Anthony Howell (Social Science, 2002) has been working as a Zoology Curatorial Technician at the Redpath Museum for the last 16 years.

What started as a volunteer position while he was still pursuing his undergraduate studies turned into a rewarding career working directly with some of the museum’s most interesting specimens and zoological collections.

When Howell first started at Champlain in 1999, he was pursuing science and had a particular interest in biology. There was just one problem.

“I could not get through calculus. I tried twice and I did not pass twice,” he recalled. “I was given the option of switching into social sciences.”

It was a good thing he did because in that program, Howell discovered the field of anthropology which he felt an immediate connection to.

“Switching to Social Science might have been the best thing for me. It opened the world of anthropology for me,” he said.

After graduating from Champlain, Howell went on to complete a degree in Anthropology from Concordia University where he did a specialization in human anthropology and evolution.

Toward the end of his bachelor’s, Howell was considering going on to do a master’s and wanted to gain some practical experience that might prove relevant to his future prospects.

“The only thing I could think of was working in museums,” he said.

It was around 2006-07 when Howell started spending a few lunch hours every week volunteering at the Redpath Museum located on McGill’s campus.

He was working and still in school, but those precious hours spent at the museum proved to be the start of something bigger.

“I was really excited to be a part of something,” he said. “The more I learned about the activity that museums undertake behind the scenes — the meat and potatoes of what museums actually do — I started to fall in love with working in museums.”

Howell described the timing as “serendipitous,” saying that a zoology technician position opened while he was there and he was encouraged to apply. He got the job and has been there ever since.

After 16 years at the museum, Howell is knowledgeable and enthusiastic about the history of the museum, opened in1882 and billed as the oldest museum in Canada that was designed specifically to be a museum.

Howell noted that the museum has a great many type specimens collected from around Quebec, a paleontology collection that dates back 300 million years, and an incredible selection of minerals from Mont Saint-Hilaire.

“Saint-Hilaire is a mountain that has produced more unique minerals than anywhere else in the world. It’s world renowned. It’s really a treasure trove of minerology.”

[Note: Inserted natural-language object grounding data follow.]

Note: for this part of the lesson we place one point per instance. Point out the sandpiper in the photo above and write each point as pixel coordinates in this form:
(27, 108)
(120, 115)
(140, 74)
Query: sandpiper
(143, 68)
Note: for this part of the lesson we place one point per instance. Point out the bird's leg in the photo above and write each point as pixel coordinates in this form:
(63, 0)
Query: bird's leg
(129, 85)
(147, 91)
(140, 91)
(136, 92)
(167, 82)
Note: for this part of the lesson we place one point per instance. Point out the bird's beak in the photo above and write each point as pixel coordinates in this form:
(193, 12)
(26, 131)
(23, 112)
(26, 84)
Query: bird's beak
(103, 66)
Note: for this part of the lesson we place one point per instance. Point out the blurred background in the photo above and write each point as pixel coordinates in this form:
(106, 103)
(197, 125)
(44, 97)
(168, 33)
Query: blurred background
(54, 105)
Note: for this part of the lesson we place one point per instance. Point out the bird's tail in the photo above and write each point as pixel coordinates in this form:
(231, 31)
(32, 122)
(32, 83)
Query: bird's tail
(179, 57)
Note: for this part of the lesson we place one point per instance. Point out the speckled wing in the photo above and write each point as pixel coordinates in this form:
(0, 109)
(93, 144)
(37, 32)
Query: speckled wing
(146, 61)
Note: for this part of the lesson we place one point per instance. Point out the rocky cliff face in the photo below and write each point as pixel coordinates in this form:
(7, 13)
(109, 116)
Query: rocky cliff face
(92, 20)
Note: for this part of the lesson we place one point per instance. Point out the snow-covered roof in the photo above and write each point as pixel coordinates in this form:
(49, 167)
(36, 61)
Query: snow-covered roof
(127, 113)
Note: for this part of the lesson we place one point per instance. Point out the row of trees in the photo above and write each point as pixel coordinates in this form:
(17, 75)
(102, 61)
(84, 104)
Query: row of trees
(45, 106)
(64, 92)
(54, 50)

Howell said the museum’s collections, which includes an impressive beluga whale skeleton discovered during excavation work on Papineau Boulevard at the beginning of the 20th century, is “very valuable, not commercially but academically.”

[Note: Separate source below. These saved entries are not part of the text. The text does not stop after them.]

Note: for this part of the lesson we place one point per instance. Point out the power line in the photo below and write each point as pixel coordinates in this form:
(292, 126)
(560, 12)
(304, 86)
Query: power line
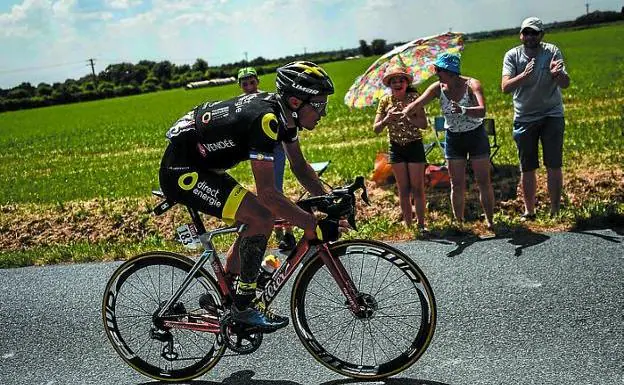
(39, 67)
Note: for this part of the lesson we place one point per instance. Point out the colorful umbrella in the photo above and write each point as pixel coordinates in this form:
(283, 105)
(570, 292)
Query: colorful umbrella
(417, 57)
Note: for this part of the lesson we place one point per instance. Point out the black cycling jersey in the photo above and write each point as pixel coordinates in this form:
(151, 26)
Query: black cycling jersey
(219, 135)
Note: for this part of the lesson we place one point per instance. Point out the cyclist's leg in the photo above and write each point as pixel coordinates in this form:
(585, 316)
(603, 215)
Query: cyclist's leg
(251, 244)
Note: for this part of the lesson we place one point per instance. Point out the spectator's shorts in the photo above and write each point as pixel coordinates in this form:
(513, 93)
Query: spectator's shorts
(549, 131)
(472, 144)
(412, 152)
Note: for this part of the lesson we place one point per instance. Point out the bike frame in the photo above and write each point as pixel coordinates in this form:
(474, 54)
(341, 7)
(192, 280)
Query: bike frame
(303, 251)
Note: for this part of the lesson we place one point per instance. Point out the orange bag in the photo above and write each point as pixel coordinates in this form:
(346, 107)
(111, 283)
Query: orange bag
(382, 173)
(437, 176)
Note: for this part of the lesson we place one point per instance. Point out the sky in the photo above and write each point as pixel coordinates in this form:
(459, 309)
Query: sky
(52, 40)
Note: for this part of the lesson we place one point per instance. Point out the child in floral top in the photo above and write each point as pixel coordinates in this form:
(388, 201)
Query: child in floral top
(407, 154)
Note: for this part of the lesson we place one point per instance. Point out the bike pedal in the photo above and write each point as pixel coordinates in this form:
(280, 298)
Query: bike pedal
(161, 335)
(208, 303)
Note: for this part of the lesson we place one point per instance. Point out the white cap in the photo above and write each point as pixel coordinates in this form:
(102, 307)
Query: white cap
(532, 23)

“The Redpath is a hidden gem tucked away in the city,” he added. “You can come here to learn about pretty much anything that you want to learn about.”

Howell’s advice for current Cegep students and recent grads: “My own career really started with getting my foot in the door and volunteering. If you’re young, coming out of school, try as much as possible. Volunteering is good for the soul, it’s good for the CV. Sometimes we like the idea of something and we don’t know if it could be a career for the rest of our lives. Never assume you know what you’re going to like. Experience what it’s really like to work in the field.”